Things you never thought you’d say 3

I haven’t done one of these in a while, so today, in honor of Mother’s Day, I present another installment of “Things I never thought I’d say.”  Because motherhood is full of surprises and unexpected circumstances!

Every one of these things I’ve said, out loud, at some point over the past few months:

No children in the luggage rack.  You can go in time out on the top of a mountain, too.  Take your feet off the wall.  Standard karate doesn’t actually have lasers.  No missile launchers while snuggling.  Keep your spaghetti to yourself.  No grabbing your brother’s bum!  We don’t point death rays at people.  We’re not going to put pretzels into the radiator.  No driving on the walls.  Guys, faces off the television.  Stop, stop, stop — you’re sitting on your pizza!  Don’t axe the dog!  No, ladybugs don’t usually drive.  Stop chewing on the furniture.  Bees don’t usually travel by bus.  You can’t actually get into the popcorn bowl.  Use the fork, Benjamin.  Please get down from the table before removing your clothes.  Not even Batman gets to jump on the couch!  Stop chewing on your pants!  Stop hitting your brother in the head with that quesadilla!  It’s nap time — you can get up and fight about the train later.  We don’t put things that we plan to eat between our toes.  Anything that requires you to say “watch this” first is probably not something you should be doing when you’re sick.  Stop chewing on your pants (said that one a second time in the past few months, so I’m including it again).  Stop putting your underwear on your face.

Until next time . . .

Things you never thought you’d say

When you become a parent, you know you’re going to end up saying things like, “Finish eating dinner or you aren’t getting dessert”, or “If you guys can’t settle down, we’re going straight home”, or “If you throw that one more time, I’m not going to pick it up again”.

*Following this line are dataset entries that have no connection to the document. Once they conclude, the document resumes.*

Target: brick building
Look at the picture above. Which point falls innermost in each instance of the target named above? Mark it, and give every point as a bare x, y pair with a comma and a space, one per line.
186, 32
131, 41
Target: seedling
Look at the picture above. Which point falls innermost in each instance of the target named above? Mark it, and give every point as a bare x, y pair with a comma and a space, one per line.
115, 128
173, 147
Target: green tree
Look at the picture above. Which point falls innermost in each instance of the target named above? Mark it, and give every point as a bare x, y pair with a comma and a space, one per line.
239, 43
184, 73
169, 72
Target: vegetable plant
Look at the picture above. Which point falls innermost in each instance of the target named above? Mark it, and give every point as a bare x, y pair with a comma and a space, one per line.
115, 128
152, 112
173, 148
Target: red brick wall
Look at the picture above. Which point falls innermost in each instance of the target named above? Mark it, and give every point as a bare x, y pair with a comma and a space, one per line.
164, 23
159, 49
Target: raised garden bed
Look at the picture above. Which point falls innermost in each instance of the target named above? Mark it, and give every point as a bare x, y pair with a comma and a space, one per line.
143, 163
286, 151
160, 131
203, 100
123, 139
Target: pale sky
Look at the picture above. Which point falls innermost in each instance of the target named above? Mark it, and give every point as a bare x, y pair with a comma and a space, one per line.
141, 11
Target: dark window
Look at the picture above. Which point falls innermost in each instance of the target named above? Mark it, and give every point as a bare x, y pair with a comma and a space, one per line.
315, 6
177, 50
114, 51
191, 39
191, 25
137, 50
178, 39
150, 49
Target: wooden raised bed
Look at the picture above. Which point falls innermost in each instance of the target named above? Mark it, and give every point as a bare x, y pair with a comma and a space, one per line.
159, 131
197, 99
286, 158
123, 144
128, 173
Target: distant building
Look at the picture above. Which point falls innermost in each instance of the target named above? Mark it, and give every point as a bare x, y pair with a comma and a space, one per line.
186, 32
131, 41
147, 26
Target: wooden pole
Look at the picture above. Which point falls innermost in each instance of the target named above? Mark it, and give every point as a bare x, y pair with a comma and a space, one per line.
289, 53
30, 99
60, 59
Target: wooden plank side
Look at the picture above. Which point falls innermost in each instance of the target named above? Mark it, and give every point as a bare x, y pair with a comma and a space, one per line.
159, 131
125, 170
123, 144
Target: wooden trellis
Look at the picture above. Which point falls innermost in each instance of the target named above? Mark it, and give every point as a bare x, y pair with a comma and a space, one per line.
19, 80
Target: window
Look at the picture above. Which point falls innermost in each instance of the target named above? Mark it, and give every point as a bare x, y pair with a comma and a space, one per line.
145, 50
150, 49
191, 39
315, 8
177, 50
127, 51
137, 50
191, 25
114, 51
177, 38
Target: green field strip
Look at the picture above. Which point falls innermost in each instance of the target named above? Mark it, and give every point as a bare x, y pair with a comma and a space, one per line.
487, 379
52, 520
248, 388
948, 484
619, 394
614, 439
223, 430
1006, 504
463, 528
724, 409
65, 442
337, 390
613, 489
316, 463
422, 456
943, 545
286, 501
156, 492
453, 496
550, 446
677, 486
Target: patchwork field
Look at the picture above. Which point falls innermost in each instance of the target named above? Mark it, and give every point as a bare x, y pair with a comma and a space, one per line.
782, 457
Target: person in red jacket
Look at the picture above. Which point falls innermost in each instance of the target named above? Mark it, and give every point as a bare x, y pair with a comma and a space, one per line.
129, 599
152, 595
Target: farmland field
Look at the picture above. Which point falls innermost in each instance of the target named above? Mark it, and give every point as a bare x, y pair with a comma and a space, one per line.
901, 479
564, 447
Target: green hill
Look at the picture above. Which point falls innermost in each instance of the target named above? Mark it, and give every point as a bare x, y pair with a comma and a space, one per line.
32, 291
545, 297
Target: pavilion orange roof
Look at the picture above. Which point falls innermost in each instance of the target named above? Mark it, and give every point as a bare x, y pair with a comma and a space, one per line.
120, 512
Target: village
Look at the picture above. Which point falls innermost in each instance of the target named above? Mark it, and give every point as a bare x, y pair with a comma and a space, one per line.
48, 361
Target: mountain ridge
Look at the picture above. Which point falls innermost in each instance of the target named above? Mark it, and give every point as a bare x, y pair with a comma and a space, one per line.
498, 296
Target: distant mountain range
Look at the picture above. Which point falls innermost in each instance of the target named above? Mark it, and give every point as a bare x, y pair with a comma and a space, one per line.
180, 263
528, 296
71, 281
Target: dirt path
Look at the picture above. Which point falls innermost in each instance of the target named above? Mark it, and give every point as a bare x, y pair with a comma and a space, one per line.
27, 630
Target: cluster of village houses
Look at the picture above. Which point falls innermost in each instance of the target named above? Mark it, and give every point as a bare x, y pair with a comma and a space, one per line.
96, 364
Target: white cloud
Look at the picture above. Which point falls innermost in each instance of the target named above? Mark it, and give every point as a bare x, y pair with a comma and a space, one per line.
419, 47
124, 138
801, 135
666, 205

But there are a whole host of other things you hear coming out of your mouth that, upon further reflection (if not at the moment) are pretty funny.  This is a selection that I’ve caught myself saying over the past 6 months or so:

Stop bludgeoning your brother with that bread.  You’re getting chocolate on the radiator!  That snake is not a weapon.  Power cords are not good toys for babies.  If you run over the dog one more time with your bike, I’m not going to let you ride it in the house anymore.  Please don’t put your foot in your brother’s ice cream.  Do not run over your brother with that piano!  No pull-ups on the oven door!  Stop hitting your brother with that cow.  Don’t use the hammer on the dog.  No throwing computers at anyone’s head!  Don’t sit on your brother’s head.  No, space shuttles don’t crash in to dogs.  Stop trying to get your brother to eat his Halloween costume.  Don’t crash that plane into his head.

Seriously, I’ve said all of those things.  Recently.  Parenthood is a wild ride.